APPOINTMENT OF QUEENSLAND’S CHIEF JUSTICE
Catherine Holmes was named Queensland’s Chief Justice last night after two months of deliberations by the Queensland Government. This is a fine appointment and the Government ought to be congratulated on restoring integrity to the process of appointing judicial officers in this State. The announcement comes after the resignation of previous Chief Justice Tim Carmody, whose term lasted less than a year after his controversial appointment. Promisingly, Shadow Attorney-General Ian Walker has offered his Party’s support to the new Chief Justice.

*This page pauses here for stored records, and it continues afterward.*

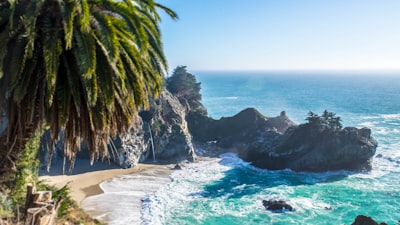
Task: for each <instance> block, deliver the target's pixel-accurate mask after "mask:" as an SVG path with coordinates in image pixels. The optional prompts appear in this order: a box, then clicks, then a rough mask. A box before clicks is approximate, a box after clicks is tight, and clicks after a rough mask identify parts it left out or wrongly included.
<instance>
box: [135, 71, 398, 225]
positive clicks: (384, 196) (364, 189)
mask: <svg viewBox="0 0 400 225" xmlns="http://www.w3.org/2000/svg"><path fill="white" fill-rule="evenodd" d="M194 74H195V75H196V77H197V79H198V80H199V81H200V82H202V95H203V103H204V105H205V106H206V107H207V109H208V112H209V115H210V116H212V117H213V118H216V119H218V118H220V117H222V116H232V115H234V114H236V113H238V112H239V111H240V110H242V109H244V108H246V107H255V108H257V109H258V110H259V111H260V112H261V113H263V114H264V115H266V116H277V115H279V113H280V112H281V111H282V110H285V111H286V113H287V115H288V116H289V118H291V119H292V120H293V121H295V122H296V123H302V122H303V121H304V118H305V117H306V116H307V113H308V112H309V111H313V112H316V113H321V112H322V111H323V110H325V109H327V110H328V111H333V112H335V113H336V114H337V115H338V116H340V117H341V118H342V120H343V124H344V125H345V126H356V127H364V126H366V127H369V128H371V129H372V135H373V136H374V138H375V139H376V140H377V141H378V143H379V147H378V149H377V154H381V156H382V157H377V158H374V160H373V169H372V171H370V172H364V173H352V172H349V171H335V172H327V173H295V172H293V171H290V170H282V171H268V170H261V169H258V168H255V167H253V166H251V165H249V164H248V163H246V162H243V161H242V160H240V159H239V158H238V157H236V156H235V155H234V154H224V155H221V157H220V159H212V160H209V161H203V162H200V163H196V164H190V165H188V166H187V167H186V168H185V169H184V170H182V171H177V172H175V173H174V174H172V178H173V179H174V181H173V182H172V183H170V184H169V185H167V186H165V187H163V188H161V189H160V190H159V191H157V192H155V193H153V194H150V195H149V196H148V199H147V201H146V203H145V204H144V206H143V212H142V214H143V220H144V224H177V225H178V224H179V225H184V224H204V225H205V224H210V225H219V224H221V225H222V224H285V225H287V224H351V223H352V221H354V218H355V217H356V216H357V215H358V214H366V215H369V216H372V217H373V218H374V219H376V220H377V221H380V222H387V223H388V224H398V221H399V220H400V179H399V178H400V176H399V175H400V82H399V81H400V74H398V75H399V76H397V77H396V76H393V74H392V75H391V76H388V75H385V74H382V73H375V74H372V73H370V74H352V73H347V74H342V73H341V74H335V73H330V74H327V73H321V74H318V73H315V72H314V73H311V74H310V73H305V72H304V73H293V74H284V73H245V72H243V73H239V72H236V73H227V72H224V73H223V72H198V73H194ZM263 199H281V200H285V201H287V202H288V203H289V204H291V205H292V206H294V208H295V211H294V212H287V213H272V212H267V211H266V210H265V209H264V207H263V206H262V203H261V202H262V200H263Z"/></svg>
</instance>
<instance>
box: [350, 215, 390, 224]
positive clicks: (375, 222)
mask: <svg viewBox="0 0 400 225" xmlns="http://www.w3.org/2000/svg"><path fill="white" fill-rule="evenodd" d="M351 225H387V223H379V224H378V223H377V222H376V221H375V220H373V219H372V218H371V217H368V216H364V215H358V216H357V217H356V219H355V220H354V222H353V223H352V224H351Z"/></svg>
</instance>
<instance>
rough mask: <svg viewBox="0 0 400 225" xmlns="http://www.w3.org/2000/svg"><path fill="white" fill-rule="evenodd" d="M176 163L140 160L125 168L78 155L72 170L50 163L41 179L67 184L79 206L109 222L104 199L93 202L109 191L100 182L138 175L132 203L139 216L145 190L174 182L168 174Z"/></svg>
mask: <svg viewBox="0 0 400 225" xmlns="http://www.w3.org/2000/svg"><path fill="white" fill-rule="evenodd" d="M175 165H176V164H157V163H154V164H147V163H139V164H138V165H136V166H135V167H133V168H129V169H122V168H120V167H118V166H116V165H113V164H108V163H102V162H95V163H94V164H93V166H90V164H89V160H82V159H79V160H77V161H76V167H75V168H74V170H73V171H72V173H67V174H66V175H62V168H59V165H55V166H54V168H53V166H52V167H51V170H50V172H49V173H48V172H45V171H44V170H42V171H41V172H40V180H42V181H44V182H46V183H48V184H50V185H54V186H55V187H57V188H62V187H63V186H65V185H68V186H69V189H70V196H71V198H72V199H73V200H74V201H76V202H77V203H78V206H79V207H80V208H82V209H83V210H84V211H85V212H86V213H87V214H88V215H90V216H91V217H92V218H95V219H98V220H100V221H102V222H105V223H107V222H108V221H109V220H110V218H109V216H108V215H107V213H108V210H107V209H106V207H101V205H99V203H98V202H99V201H101V200H95V201H97V203H92V202H93V199H96V198H97V199H98V198H100V199H101V198H102V197H103V196H105V195H106V194H107V192H105V191H103V189H102V188H101V187H100V184H101V183H103V182H112V181H113V179H118V178H121V177H124V176H129V177H132V178H136V179H138V181H140V185H134V186H135V187H136V190H135V192H136V194H135V196H133V198H132V204H133V205H132V206H133V211H134V212H133V214H136V215H137V216H136V217H137V218H138V219H140V215H141V201H142V199H143V198H144V197H145V195H146V194H148V193H150V192H153V191H156V190H158V189H159V188H160V187H162V186H163V185H165V184H167V183H168V182H171V179H170V177H169V175H170V174H171V173H172V172H173V168H174V166H175ZM113 206H114V207H115V205H111V206H110V207H113Z"/></svg>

Although yesterday’s appointment followed all the proper conventions and protocols, there remains the need for serious discussion by the Government concerning the establishment of a Judicial Commission. Queensland’s Attorney-General Yvette D’Ath did not promise to introduce a Judicial Commission upon Carmody’s resignation. However, the ‘Carmody Saga’ should not be quickly forgotten as it highlights the need for the establishment of a Judicial Commission. A Queensland Commission would be an independent body that protects fundamental principles of independence and accountability from heavily political appointments.
There are other benefits of a judicial commission. The New South Wales Commission, as an example, investigates and reports on consistency of sentencing, provides ongoing education for judicial officers and examines complaints against judicial officers. More importantly, however, is its role in advising and reporting to the attorney-general on appointments.